Disaster Movie: HBO Preps Film on Financial Collapse

Is it too soon?

With the economy still in the doldrums, HBO is hedging its bets that America is ready to watch the Wall Street machinations that wiped out trillions of dollars in market capitalization and led the country to a current 9.7% unemployment rate, according to ABC news.

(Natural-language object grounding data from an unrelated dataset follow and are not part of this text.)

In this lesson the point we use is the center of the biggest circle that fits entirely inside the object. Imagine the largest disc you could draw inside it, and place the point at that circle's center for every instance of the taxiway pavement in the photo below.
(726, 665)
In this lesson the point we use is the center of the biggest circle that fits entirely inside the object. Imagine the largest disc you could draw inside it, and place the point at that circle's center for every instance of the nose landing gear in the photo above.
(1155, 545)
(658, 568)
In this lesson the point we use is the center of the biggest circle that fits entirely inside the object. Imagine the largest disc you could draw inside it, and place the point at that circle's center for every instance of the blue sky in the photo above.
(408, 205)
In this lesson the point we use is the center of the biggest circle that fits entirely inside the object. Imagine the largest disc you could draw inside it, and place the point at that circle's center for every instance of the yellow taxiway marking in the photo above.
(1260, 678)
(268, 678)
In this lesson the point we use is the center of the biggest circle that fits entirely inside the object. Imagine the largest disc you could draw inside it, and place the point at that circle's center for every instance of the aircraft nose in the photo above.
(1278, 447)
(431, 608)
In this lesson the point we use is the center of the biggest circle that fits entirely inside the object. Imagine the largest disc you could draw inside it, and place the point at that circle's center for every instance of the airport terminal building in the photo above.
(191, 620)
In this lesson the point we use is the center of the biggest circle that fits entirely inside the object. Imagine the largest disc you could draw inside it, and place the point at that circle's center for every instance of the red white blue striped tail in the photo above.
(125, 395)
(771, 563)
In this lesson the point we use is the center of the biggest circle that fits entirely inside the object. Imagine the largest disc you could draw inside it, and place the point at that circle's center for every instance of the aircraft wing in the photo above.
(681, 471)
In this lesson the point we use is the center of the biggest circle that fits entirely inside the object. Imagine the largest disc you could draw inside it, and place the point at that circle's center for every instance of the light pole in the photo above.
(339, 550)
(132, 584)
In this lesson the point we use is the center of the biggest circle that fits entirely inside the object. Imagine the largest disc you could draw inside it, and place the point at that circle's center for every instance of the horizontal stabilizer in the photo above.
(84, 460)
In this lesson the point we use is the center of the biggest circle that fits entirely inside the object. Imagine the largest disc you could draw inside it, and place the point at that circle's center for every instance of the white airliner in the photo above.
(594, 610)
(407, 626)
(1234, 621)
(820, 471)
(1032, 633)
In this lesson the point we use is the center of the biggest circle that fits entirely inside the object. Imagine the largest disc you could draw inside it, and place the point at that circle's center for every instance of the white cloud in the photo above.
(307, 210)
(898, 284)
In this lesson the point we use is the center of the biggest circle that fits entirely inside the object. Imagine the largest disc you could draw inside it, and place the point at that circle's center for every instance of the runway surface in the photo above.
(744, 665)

The studio plans to make a television movie about the 2008 financial meltdown based on the book "Too Big To Fail: The Inside Story of How Wall Street and Washington Fought to Save the Financial System -- and Themselves." The tome, written by New York Times journalist Andrew Sorkin, focuses on figures like Richard Fuld (former chief executive of the now-bankrupt investment bank Lehman Brothers), John Mack (former CEO of Morgan Stanley), U.S. Treasury Secretary Timothy Geithner and his predecessor, Henry Paulson.

The film does not have an air date and no actors have yet been attached to play the central figures. HBO, which has a history of dramatizing recent events (think 2008's "Recount" about the 2000 U.S. Presidential elections), has long been on the hunt for the right narrative about the economic downfall.

As long as they can pump some life into this drama off the spreadsheet, we're ready to applaud the ambition shown. If every unemployed American watches, we have a monster hit.

Clearly, there is some thirst for catharsis, at least in Hollywood. "Oliver Stone's Wall Street 2: Money Never Sleeps," the sequel to his 1987 critique of New York's money men, will hit theaters this spring.